I came across this unique recipe where crushed black pepper plays the major role while chatting with one of my neighbors one evening. She is known for her experience in quick homemade recipes. To make sure I do not forget, I even recorded her voice on my phone.
I tried it the next weekend, and, as a matter of fact, it was a hot favorite, especially with my two sons. The look and smell not only attracted my sons but also my husband as well, who happens to be a tough critic. My kids devoured their meals very quickly and without a single word of complaint. It was a complete delight for me to see their cheerful faces, and I was very grateful and fortunate that I had been taught such a great recipe.

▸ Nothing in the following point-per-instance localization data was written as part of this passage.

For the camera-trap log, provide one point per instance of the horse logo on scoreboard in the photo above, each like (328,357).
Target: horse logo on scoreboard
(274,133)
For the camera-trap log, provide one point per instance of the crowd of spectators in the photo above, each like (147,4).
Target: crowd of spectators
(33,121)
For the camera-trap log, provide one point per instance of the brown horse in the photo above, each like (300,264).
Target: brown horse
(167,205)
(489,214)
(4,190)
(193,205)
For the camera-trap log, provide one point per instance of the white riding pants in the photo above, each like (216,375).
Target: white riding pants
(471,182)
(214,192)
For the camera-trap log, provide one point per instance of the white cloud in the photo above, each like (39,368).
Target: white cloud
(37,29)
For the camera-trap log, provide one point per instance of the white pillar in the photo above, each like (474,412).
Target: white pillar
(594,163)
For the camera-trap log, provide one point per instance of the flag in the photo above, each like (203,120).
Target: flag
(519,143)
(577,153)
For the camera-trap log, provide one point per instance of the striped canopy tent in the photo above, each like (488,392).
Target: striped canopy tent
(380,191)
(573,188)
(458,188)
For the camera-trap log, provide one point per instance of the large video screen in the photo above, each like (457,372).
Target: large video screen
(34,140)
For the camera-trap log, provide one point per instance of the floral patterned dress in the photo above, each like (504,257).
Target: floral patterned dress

How to Make Egg Pepper Fry? (Step by Step Guide with Images)
Step 1: Boil 9 pieces of eggs with ½ tsp of salt and 1 tsp of vinegar mixed in water. Peel them and cut them in half.
Step 2: Dry roast 2 tbsp of black peppercorns, 2 tbsp of urad dal (split white lentil), 2 tbsp of coriander seeds (dhania), 5 pieces of dry red chilies, and 12 pieces of curry leaves in a pan over a medium flame. Remove them when they change color and grind them when cool. Add 1 tsp of dried fenugreek leaves powder and 1 tsp of chaat masala powder and mix nicely.

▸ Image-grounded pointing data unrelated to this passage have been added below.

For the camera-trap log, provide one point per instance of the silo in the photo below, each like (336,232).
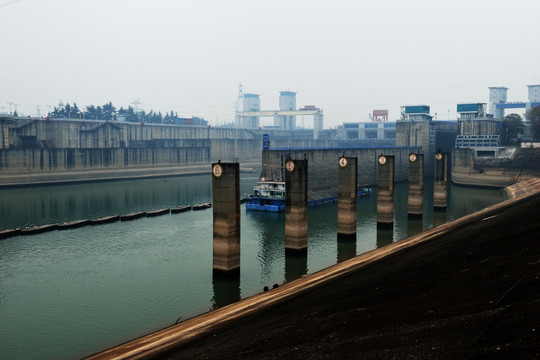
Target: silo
(252,102)
(534,95)
(287,101)
(497,95)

Step 3: Heat 3 tbsp of cooking oil in a pan over a medium flame and add ½ tsp of urad dal, ½ tsp of mustard seeds, and 6 pieces of curry leaves to it when hot. Let them crackle. Add the egg pieces. Flip and fry until light golden-brown.
Step 4: Add 3 tbsp of the masala powder and ½ tsp of salt. Fry for 2 to 3 minutes and add 1 tbsp of finely chopped coriander powder. Mix nicely, switch off the flame, and transfer them to a plate.
Step 5: Your tasty and spicy homemade egg pepper fry is ready. Serve hot with roti and enjoy.

Recipe Card

Egg Pepper Fry
Ingredients
To boil eggs:
- 9 pieces eggs
- ½ tsp salt
- 1 tsp vinegar
To make the masala powder:
- 2 tbsp black peppercorns
- 2 tbsp urad dal split white lentil
- 2 tbsp coriander seeds dhania
- 5 pieces dry red chilies
- 12 pieces curry leaves
- 1 tsp dried fenugreek leaves powder
- 1 tsp chaat masala powder
To fry the eggs:
- 3 tbsp cooking oil
- ½ tsp urad dal
- ½ tsp mustard seeds
- 6 pieces curry leaves
- ½ tsp salt
- 1 tbsp coriander leaves finely chopped
Instructions
- Boil 9 pieces of eggs with ½ tsp of salt and 1 tsp of vinegar mixed in water. Peel and cut them in half.
- Dry roast 2 tbsp of black peppercorns, 2 tbsp of urad dal (split white lentil), 2 tbsp of coriander seeds (dhania), 5 pieces of dry red chilies and 12 pieces of curry leaves in a pan over a medium flame. Remove them when they change color and grind them when cool. Add 1 tsp of dried fenugreek leaves powder and 1 tsp of chaat masala powder and mix nicely.
- Heat 3 tbsp of cooking oil in a pan over a medium flame and add ½ tsp of urad dal, ½ tsp of mustard seeds, and 6 pieces of curry leaves to it when hot. Let them crackle. Add the egg pieces. Flip and fry until light golden-brown.
- Add 3 tbsp of the masala powder and ½ tsp of salt. Fry for 2 to 3 minutes and add 1 tbsp of finely chopped coriander powder. Mix nicely, switch off the flame, and transfer them to a plate.
- Your tasty and spicy homemade egg pepper fry is ready. Serve hot with roti and enjoy.